With the introduction of the Civil Liability Bill into the House of Lords this week, the Ministry of Justice has produced their response to the report of the Civil Justice Committee (CJS) and has rejected the argument that there is insufficient evidence to overhaul how the discount rate in personal injury claims is set.
Clinical negligence compensation awards are intended to put the Claimant in the position that they would have been ‘but for’ the negligence. In the most serious cases, the Claimant is awarded a lump sum to cover future loss of earnings, care and future treatment and is expected to invest these funds and receive a return to use for their future needs. The Discount Rate is a figure used to calculate how much Defendants should pay Claimants in cases of life changing injury.
On 20 March 2017, the discount rate was reduced from 2.5% to -0.75%, significantly increasing the amount of compensation that a Claimant could recover.
There has been much debate given the reduction of the discount rate last year. If the discount rate is set too high, the value of the return will not keep up with inflation and the Claimant may not be adequately compensated. A Claimant with life changing injuries is likely to be financially dependent on the lump sum awarded for the rest of their lives. If the rate is set too low, the Claimant could be overcompensated with the taxpayer footing the bill.
So is the Claimant expected to look for riskier investments to achieve a better return and what return can be expected? The balance has to be struck.

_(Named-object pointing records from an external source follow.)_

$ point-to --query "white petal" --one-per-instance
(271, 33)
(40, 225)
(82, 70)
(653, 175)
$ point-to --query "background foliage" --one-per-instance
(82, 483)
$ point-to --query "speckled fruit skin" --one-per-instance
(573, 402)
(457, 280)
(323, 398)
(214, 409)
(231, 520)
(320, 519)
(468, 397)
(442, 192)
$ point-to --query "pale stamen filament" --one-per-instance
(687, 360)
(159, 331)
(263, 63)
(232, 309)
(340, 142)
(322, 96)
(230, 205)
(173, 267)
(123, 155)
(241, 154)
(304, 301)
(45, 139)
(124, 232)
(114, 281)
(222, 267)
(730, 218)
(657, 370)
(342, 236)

Claimants have historically been treated as more cautious investors as they are expected to secure their future financial position.

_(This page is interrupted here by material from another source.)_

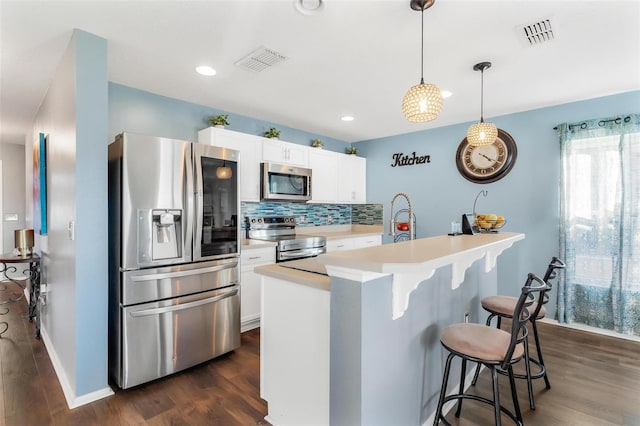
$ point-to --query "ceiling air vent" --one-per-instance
(260, 59)
(537, 33)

The Government has confirmed that the overriding objective of setting the rate remains to support the 100% compensation rule, i.e that the aim is to neither under-compensate nor over-compensate the Claimant by ensuring that the Claimant receives the money that they are expected to need and that this is fair for both parties.
The Government has highlighted a need for Claimants to move away from a ‘risk-free’ approach which tends to ‘create excessively large awards of damages’ and that this is ‘unrealistic’. At the same time the Government shares the concern of the Committee that the setting of the rate should not result in significant under-compensation for the most vulnerable Claimant.
The government has not dismissed the proposal that setting different rates for different cases may be appropriate.
Although the decision to set the discount rate is likely to continue to rest with the Lord Chancellor, the Government has agreed with the proposal that an expert panel (comprised of an actuary, an economist, an investment manager and an expert in consumer affairs as relating to investments) will assist with the process of setting the rate. The Lord Chancellor’s report and the expert panel’s recommendations would be published at the same time once the rate to be set is decided.
Despite criticism, the government has advised of their intentions to continue to retain the proposed interval of review at 3 years, although it is unclear how this will work in practice given that the discount rate applies to the most serious cases which typically take 3-5 years to conclude.
The Lord Chancellor will however, at least be required to provide the reasons for setting the rate and the soon to be formed expert panel will have a role in analysing the data and considering actual investment behaviour.
The Government is particularly keen to encourage periodical payment orders and that Claimants are adequately advised of these as an option.